10 Tips For Dealing With Your HOA!
If you live in a neighborhood with an HOA (Homeowners Association), you know that its rules affect and limit what you can do to your home. However, in return for monthly or annual dues, HOAs provide amenities such as landscaping, club houses, pools, and more. Here are some tips on dealing with your homeowners association and getting the most out of it.
1. Increasing rates
- If your HOA is increasing dues, pay them to avoid risks such as foreclosure. Next, review your bylaws to see what legal rights you have. If you can initiate dialogue with the board, do so. If other homeowners feel the same about the increasing rates, band together. You could hire one lawyer to collectively represent the case of all homeowners who object.
2. An abusive or unresponsive board
- If your HOA is unresponsive to written communication, try contacting the directors by phone. If that doesn't work, find out if they're holding a meeting and attend it. If your concern still is not addressed, seek legal advice.

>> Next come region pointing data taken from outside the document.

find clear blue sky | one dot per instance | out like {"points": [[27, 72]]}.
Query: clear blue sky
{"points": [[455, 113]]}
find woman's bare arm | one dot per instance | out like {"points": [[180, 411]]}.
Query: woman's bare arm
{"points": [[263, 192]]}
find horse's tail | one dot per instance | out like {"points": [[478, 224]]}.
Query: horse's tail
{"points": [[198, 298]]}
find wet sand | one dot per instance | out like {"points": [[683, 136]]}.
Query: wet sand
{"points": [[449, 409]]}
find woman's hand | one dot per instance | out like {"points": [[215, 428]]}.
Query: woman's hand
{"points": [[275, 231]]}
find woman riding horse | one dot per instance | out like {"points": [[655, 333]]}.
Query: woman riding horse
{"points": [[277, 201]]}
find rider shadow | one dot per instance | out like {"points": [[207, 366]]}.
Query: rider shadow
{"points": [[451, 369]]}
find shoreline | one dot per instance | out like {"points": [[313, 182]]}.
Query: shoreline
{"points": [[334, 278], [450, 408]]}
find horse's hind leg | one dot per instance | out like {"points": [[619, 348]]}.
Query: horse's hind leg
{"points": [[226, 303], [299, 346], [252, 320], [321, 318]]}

3. If you're fined, accept it and pay
- When dealing with a fine, your first and best option is to simply pay it. Your second option is to ask for a variance, which is an exception to the deed or covenant by which your HOA functions. Your final option is to take legal action but this should be your last resort. It's possible to win but some homeowners have taken associations to court over a few hundred dollars only to come back owing the original fines plus thousands in lawyers' fees.
4. Pay your dues on time
- If you fall behind on your dues, an HOA can foreclose your home, auction it off and evict you. Pay what you owe and pay on time.
5. Run for a position on the board
- By serving on the board of your HOA, you'll always know the latest proposals and be able to do something about them.
6. Get approval before you make changes
- Before making any changes to your property, it's important to gain approval in advance. This will ensure your HOA doesn't come after you once the change has been made. If you anticipate that the change will bother one or more neighbors, approach them to learn about any legitimate concerns.
7. Stay involved
- Attending community meetings is a great way to communicate with other homeowners and the board. You can not only be heard but also hear what is going on. If dues are about to increase, you'll want to find out as soon as possible. Also, you'll want to know about any proposed bylaws or other changes.
8. Communicate with other members
- Living in a neighborhood with an HOA can allow you to form bonds with your neighbors in various ways. If the association begins assessing violations on a large scale, you won't be the only resident feeling targeted and pressured to pay. You'll be able to band together and take further action, if needed. Also, if an individual in the neighborhood calls attention to a violation, if they've befriended you, they'll be more likely to approach you before the association. This can avoid an unpleasant scenario entirely.
9. Expect the best
- Although often times, HOAs have faced controversy regarding their commitment to protecting homeowners, all HOAs behave differently. If your HOA is suiting your needs and wants and their board treats you fairly, then they are doing a good job. If they suddenly increase fees, it might be due to poorly managed revenues.
10. Know the rules & bylaws
- Know your HOA's bylaws and follow them! Read through them thoroughly and also know if one bylaw puts another at odds.